Who but an artful negotiator has the political skill and
constitutional sense to get things right?
In 2014 I wrote that
political power was increasingly centered on a king-like presidency. I called my
book The Once and Future King. That rubbed some
people the wrong way. They didn’t like the suggestion that they were living in
a monarchy. They yearned for a return of power to Congress under a Constitution
of separation of powers, and called themselves “constitutional conservatives.”
They had an endearingly naïve plan for the way back. First
the Republicans would elect a president who’d share their love for a
constitution of shared powers, and rule modestly. And that would teach the
Democrats a lesson! Subsequent Democratic presidents would take their cues from
the Republicans, and rule modestly themselves. And when the constitutional
conservatives found Ted Cruz, they thought they’d died and gone to Heaven.
But then that didn’t
turn out so well, did it? And it wasn’t simply the candidate’s less than
winning personality. It
was also the lunacy of believing that, through unilateral disarmament, the
Republicans could teach the Democrats a lesson. If a Republican president ruled
modestly, he’d simply be a patsy and scorned by subsequent Democratic
king-presidents.
Democrats have shown
that they’re pleased as punch with one-man rule by a Democratic president. The
Constitution requires a president to “take care” that the laws are “faithfully
executed,” but that hasn’t stopped Obama. He’s done an end-run around Congress,
around the Constitution, making laws by diktat and refusing to enforce laws
that displease him. The constitutional conservative wants to return to a
constitution of 1787, but we’ve returned to the constitution of a century
earlier, that of James I and the royal prerogative.
So what’s the way back,
if there is one? For an answer, don’t look to patsies, or to constitutional
theories about the three branches set in equipoise like the one-hoss shay of
Oliver Wendell Holmes, Sr. Look rather to personalities, to the kind of person
adept at reaching across the aisle and reaching an agreement. And who could
that be, other than Donald Trump?
The Framers of our Constitution knew about the art of the deal. When
they gathered in Philadelphia, they couldn’t agree on anything at first. We
nearly split apart into two or three different countries. The delegates
threatened each other with Civil War.
If that didn’t happen, it’s because they made a deal. They took their
cue from Benjamin Franklin, who told them that, when a board doesn’t fit,
carpenters saw off a bit here, a bit there. And that’s how we got a
constitution.
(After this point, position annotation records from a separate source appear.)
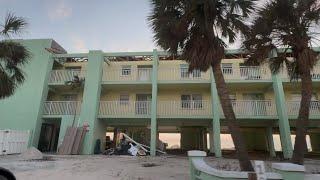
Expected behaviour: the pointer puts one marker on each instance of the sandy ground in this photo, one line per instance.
(116, 167)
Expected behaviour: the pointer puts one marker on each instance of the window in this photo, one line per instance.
(124, 99)
(227, 68)
(70, 97)
(126, 70)
(184, 71)
(191, 101)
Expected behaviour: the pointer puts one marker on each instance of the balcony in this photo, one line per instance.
(315, 74)
(294, 106)
(125, 108)
(246, 73)
(193, 109)
(61, 107)
(253, 109)
(128, 75)
(181, 74)
(61, 76)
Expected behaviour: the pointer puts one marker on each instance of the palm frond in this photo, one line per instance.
(13, 25)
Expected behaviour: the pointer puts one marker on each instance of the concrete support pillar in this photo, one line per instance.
(284, 126)
(153, 138)
(65, 122)
(315, 141)
(191, 138)
(270, 142)
(216, 117)
(91, 98)
(256, 139)
(211, 141)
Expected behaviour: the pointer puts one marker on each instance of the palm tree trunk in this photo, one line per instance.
(233, 125)
(300, 145)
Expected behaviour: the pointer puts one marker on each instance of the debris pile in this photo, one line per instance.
(31, 153)
(128, 146)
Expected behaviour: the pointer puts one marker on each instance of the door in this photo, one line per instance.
(46, 137)
(254, 105)
(144, 73)
(143, 104)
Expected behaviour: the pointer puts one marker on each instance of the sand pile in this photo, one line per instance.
(31, 154)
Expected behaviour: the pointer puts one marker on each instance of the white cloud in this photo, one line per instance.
(59, 10)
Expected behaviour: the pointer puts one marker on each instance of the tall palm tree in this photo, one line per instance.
(12, 55)
(290, 24)
(198, 28)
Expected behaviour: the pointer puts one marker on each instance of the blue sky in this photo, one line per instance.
(79, 25)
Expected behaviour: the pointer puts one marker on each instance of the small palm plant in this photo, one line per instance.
(291, 25)
(12, 55)
(199, 28)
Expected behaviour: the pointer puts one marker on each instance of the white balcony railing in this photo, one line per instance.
(125, 108)
(174, 74)
(61, 76)
(315, 73)
(184, 108)
(253, 108)
(127, 74)
(62, 108)
(246, 73)
(294, 106)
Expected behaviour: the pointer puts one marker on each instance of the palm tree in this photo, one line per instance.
(198, 28)
(289, 24)
(12, 55)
One side gave up a bit, the other side gave up a bit, and they
agreed on a Constitution.
They knew it wasn’t going to be perfect, not then, not ever, and that
there would have to be future deals. And that’s the secret of our Constitution.
Deal-making is baked into it.
Things aren’t supposed
to happen unless the president, House, and Senate all get together to make a
deal.
Deals are what the
Founders intended. But now they don’t happen. Not only is Obama bad at
deal-making, he doesn’t even try. Gridlock is his friend. He points to it and says
I have to act on my own. Thazs arrogant. Self-centered. Egotistical. And
Hillary is no better. She feels entitled to rule. She calls Republicans her
enemy. If you thought that Obama wears a crown, wait till you see Queen
Hillary.
Hillary doesn’t have a
legislative agenda. She has an executive action agenda. By contrast, Trump
wants to change our laws, not by executive actions, but by legislative reform.
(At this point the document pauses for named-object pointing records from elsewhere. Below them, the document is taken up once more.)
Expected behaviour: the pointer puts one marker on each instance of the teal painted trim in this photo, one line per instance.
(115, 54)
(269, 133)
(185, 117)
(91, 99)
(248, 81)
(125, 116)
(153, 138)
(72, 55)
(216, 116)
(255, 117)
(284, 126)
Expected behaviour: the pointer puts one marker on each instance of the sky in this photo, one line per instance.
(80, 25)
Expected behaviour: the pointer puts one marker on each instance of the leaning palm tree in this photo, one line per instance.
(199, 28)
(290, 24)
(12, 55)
He’s promised to rip up every single one of Obama’s unconstitutional executive
orders and decrees, but after that you can expect him to bargain with Congress
over a broken statute book.
Think of the things he’s
said need fixing. He wants to repeal and replace Obamacare with a health care
system that serves ordinary Americans, not the trial lawyers, not the insurance
companies. He wants a new immigration system that opens the door to immigrants
who can help make America great again, and shuts the door to everyone else. He
wants a new Tax Code that reduces marginal rates for most Americans and closes
off the crony loopholes that permit billionaires to pay a lower tax rate than
their secretaries. None of that is going to happen except in the old-fashioned
way, when the president, Senate, and House of Representatives agree on a bill.
The list of potential
Supreme Court nominees Donald Trump released tells us he’s a constitutional
conservative. But even before that we should have figured it out. It’s
impossible to imagine him as president doing anything other than negotiating
with Congress. Fish got to swim, birds got to fly, the Donald got to negotiate.